The rate of growth of bank loans to households and non-financial corporations has remained robust in recent months, tentatively suggesting that there is no impairment in credit supply. However, it cannot be excluded that the strong loan flows partly reflect the re-intermediation of some financing onto bank balance sheets given illiquidity in some segments of the asset-backed securities markets. Further data and analysis will be required to develop a more complete view of the impact of the financial market volatility on bank balance sheets, financing conditions and money and credit growth.

To sum up, a cross-check of the information identified under the economic analysis with the outcome of the monetary analysis has fully confirmed the existence of upside risks to price stability over the medium term, with money and credit growth vigorous in the euro area, and against the background of sound economic fundamentals in the euro area. At the same time, given the continued uncertainty, additional information is needed before further conclusions for monetary policy can be drawn. Consequently, the Governing Council will monitor very closely all developments. Our monetary policy stands ready to counter upside risks to price stability, as required by our mandate. By acting in a firm and timely manner on the basis of our assessment, we will ensure that risks to price stability over the medium term do not materialise and that medium and long-term inflation expectations remain firmly anchored in line with price stability, which is all the more important in the current context. As regards the financial markets, we will continue to pay great attention to developments over the period to come.

Turning to fiscal policy, the Governing Council welcomes the ECOFIN Council’s agreement to strengthen the preventive arm of the Stability and Growth Pact.
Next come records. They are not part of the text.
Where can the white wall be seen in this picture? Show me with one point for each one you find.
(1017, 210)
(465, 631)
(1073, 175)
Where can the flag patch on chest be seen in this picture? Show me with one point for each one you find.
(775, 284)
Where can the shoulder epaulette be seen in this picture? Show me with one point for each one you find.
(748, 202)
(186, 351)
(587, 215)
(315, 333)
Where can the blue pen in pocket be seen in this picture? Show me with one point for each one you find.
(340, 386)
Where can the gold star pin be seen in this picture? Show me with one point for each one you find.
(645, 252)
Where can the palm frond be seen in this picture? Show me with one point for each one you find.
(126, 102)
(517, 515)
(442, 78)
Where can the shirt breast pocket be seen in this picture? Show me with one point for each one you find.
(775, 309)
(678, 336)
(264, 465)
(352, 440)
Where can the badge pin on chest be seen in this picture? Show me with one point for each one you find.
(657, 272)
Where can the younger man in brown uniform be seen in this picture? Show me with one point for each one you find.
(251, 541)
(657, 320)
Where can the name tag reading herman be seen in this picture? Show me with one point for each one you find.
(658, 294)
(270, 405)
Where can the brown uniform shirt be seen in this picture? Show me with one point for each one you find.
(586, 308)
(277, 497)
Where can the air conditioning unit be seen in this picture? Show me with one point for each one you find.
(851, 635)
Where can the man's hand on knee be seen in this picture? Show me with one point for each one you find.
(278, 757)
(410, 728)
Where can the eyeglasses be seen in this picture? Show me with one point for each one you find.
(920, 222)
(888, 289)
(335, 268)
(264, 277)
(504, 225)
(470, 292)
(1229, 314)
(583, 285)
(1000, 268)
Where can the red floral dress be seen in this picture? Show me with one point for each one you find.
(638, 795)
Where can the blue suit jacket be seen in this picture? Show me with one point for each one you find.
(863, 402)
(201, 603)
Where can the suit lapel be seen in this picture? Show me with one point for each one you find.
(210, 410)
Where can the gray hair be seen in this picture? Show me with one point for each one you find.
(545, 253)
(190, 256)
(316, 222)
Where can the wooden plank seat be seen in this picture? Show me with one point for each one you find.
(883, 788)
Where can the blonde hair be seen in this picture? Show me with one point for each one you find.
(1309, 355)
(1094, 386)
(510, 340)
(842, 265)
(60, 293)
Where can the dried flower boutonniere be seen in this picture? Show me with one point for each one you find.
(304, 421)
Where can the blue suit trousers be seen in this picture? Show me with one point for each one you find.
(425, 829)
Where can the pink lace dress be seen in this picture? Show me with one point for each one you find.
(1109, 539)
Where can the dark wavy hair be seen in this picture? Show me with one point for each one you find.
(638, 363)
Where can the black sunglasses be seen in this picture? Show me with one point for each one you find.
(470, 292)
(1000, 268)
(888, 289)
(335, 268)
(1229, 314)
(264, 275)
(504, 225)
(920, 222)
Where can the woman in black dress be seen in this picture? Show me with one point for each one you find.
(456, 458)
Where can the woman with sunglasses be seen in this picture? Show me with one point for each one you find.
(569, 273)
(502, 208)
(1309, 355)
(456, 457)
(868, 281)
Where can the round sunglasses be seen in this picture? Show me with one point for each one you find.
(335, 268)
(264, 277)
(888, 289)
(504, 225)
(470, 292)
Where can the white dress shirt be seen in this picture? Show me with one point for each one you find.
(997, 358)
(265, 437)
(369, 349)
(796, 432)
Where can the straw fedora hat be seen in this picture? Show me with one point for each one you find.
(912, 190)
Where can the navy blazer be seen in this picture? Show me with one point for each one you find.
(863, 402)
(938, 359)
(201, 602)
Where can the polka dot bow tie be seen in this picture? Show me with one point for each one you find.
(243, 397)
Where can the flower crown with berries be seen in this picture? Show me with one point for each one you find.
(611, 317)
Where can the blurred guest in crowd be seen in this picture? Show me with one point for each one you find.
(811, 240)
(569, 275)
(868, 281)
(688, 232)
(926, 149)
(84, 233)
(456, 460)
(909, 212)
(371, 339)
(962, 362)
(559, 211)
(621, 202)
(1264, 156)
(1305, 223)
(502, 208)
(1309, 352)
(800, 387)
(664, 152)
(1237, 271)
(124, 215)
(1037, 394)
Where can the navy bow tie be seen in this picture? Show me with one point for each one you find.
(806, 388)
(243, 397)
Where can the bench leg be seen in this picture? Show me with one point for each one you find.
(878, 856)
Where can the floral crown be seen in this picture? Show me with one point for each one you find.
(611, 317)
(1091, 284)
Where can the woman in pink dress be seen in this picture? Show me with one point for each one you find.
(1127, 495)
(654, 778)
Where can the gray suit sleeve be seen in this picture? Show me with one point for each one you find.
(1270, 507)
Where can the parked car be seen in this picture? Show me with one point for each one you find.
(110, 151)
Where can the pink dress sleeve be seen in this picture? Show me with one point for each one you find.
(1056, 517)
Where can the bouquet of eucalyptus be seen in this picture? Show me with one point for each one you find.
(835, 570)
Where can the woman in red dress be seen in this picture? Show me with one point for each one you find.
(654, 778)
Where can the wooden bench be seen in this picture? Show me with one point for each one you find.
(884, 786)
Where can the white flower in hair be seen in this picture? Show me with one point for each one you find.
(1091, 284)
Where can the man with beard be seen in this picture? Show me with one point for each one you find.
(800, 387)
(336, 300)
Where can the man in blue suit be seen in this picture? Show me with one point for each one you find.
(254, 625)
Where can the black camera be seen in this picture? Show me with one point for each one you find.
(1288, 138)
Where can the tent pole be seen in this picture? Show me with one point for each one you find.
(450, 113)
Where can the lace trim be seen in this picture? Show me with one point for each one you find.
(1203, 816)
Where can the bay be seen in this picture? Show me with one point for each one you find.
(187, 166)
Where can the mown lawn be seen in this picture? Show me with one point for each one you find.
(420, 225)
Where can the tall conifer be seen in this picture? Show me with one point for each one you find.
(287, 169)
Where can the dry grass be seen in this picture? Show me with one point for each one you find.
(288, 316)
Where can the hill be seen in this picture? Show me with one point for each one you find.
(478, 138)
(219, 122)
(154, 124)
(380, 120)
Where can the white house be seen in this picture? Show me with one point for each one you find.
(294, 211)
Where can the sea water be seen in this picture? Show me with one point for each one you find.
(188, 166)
The Governing Council also welcomes the recent confirmation by the ECOFIN Council of a reinforcement of its commitment to the full implementation of the Pact. In particular, the provisions of the preventive arm, including the call for a structural adjustment of at least 0.5% of GDP per annum, need to be adhered to by all countries with fiscal imbalances. In this regard, 2008 budget plans in a number of countries point to a pro-cyclical fiscal stance and an unwarranted relaxation of consolidation efforts. This gives rise to concern as consolidation shortfalls undermine in particular the Eurogroup agreement to achieve sound budgetary positions by 2010 at the latest.

With regard to structural reforms, the Governing Council stresses that a key effect of well-designed structural reforms is a sustainable improvement in the employment and income situation of workers and households. Reforms which increase the incentives for firms and individuals to invest in human capital tend to enhance overall labour demand and productivity. Reducing non-wage labour costs would also enhance employment and the net income levels of workers. Moreover, labour market regulations should not discourage firms from offering jobs, or workers from accepting them. It is encouraging to see that past labour market reforms have contributed to job creation and reduced unemployment. It is important that governments continue in this direction and do not reverse past reforms just at the point when they are starting to bear fruit. Moreover, the Governing Council reiterates its full support for all efforts which foster market flexibility and enhance competition. This also applies to the agricultural markets. Against the background of a marked increase in international food commodity prices, further liberalisation and reforms in EU agricultural markets would help to enhance their efficiency and benefit European consumers through lower prices.

We are now at your disposal for questions.